Der dunkle Kia fährt im Seouler Stadtteil Sangam als eines von drei autonomen Testtaxis.

(Foto: 42dot)

In Seoul kann man über eine App autonome Taxis bestellen. Aber selbst im experimentierfreudigen Südkorea lässt man Autos nicht einfach selbst losfahren. Eine Probefahrt.

Von Thomas Hahn, Seoul

Das Gehirn ist im Kofferraum. Jeong Seong-gyun geht um den dunklen Kia herum, der im Seouler Stadtteil Sangam an einer ruhigen Straße parkt. Er öffnet den Kofferraum und zeigt auf die kleine Öffnung im Boden, in der eine verkabelte Computerplatte zu sehen ist. "Das ist das System, das wir für das autonome Fahren entwickelt haben, es funktioniert vollkommen unabhängig vom ursprünglichen Auto", sagt Jeong. Er lädt ein, im Auto Platz zu nehmen. Die Fahrt mit dem selbstfahrenden Taxi kann beginnen.

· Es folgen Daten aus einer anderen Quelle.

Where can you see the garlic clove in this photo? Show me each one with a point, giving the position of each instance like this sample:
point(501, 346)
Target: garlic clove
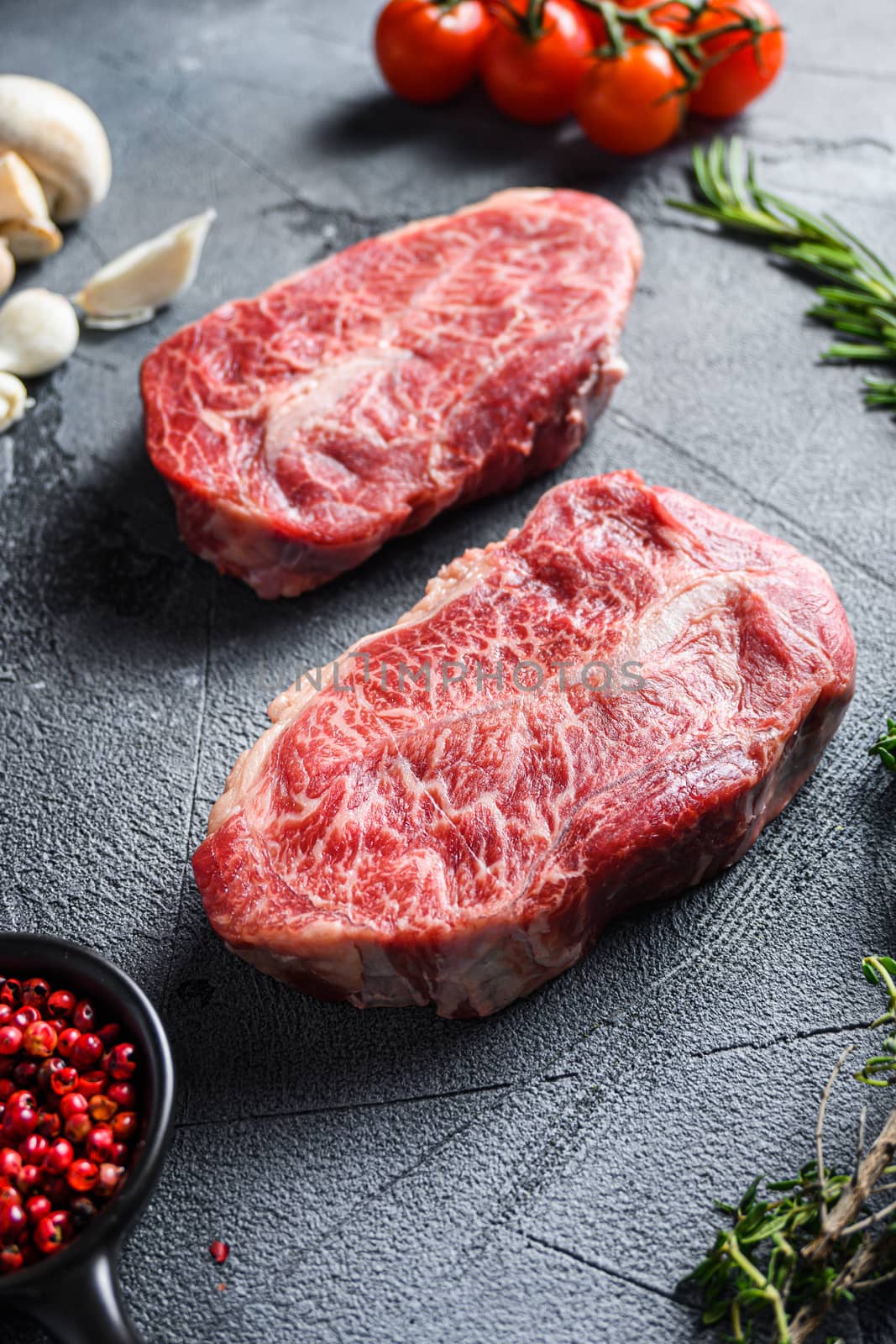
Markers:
point(29, 239)
point(7, 266)
point(13, 401)
point(129, 289)
point(38, 333)
point(20, 192)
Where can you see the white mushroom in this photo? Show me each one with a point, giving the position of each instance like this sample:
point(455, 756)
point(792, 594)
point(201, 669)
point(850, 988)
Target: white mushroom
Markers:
point(24, 221)
point(129, 289)
point(7, 266)
point(13, 401)
point(38, 333)
point(60, 139)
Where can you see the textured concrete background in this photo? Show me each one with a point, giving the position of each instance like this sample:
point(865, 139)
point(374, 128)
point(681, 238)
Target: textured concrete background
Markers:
point(383, 1178)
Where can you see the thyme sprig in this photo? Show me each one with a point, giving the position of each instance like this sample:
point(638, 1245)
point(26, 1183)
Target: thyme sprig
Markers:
point(886, 745)
point(799, 1247)
point(857, 297)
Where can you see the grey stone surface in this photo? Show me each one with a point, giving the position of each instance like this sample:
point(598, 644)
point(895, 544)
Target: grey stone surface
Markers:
point(389, 1178)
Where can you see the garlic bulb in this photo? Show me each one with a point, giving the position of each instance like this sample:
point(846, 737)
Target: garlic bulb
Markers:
point(13, 401)
point(38, 333)
point(147, 277)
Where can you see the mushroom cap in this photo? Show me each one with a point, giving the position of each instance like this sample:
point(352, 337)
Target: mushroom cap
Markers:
point(60, 139)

Fahren ohne Fahrer - ist das eine gute Idee? Jeong Seong-gyun, Chef für autonomes Fahren beim südkoreanischen Start-up 42dot, findet schon, sonst wäre er nicht Teil dieses kommerziellen Pilotprojekts, das die südkoreanische Regierung unterstützt. Aber die Frage muss er ernst nehmen. Zweifel und Ängste gehören schließlich zum Aufbruch in eine neue Zeit dazu, so war es schon 1886, als der Maschinenbauer Carl Benz in Mannheim das erste funktionstüchtige Fahrzeug mit Verbrennungsmotor vorstellte, ein knatterndes Dreirad, das mit Waschbenzin gegen Flecken aus der Apotheke funktionierte. Es galt zunächst als Sicherheitsrisiko, weil die Kutschpferde vor dem Gefährt scheuten. Erst als die Benz-Gattin Bertha damit im August 1888 unfallfrei von Mannheim nach Pforzheim gefahren war, wurden die Vorbehalte weniger. Benz' Firma Benz & Cie expandierte, fusionierte - und heute gehört das Nachfolge-Unternehmen Mercedes-Benz-Group zu einer riesigen Industrie, die an der nächsten Generation des Automobils arbeitet. Ohne Verbrennungsmotor. Und ohne Fahrer.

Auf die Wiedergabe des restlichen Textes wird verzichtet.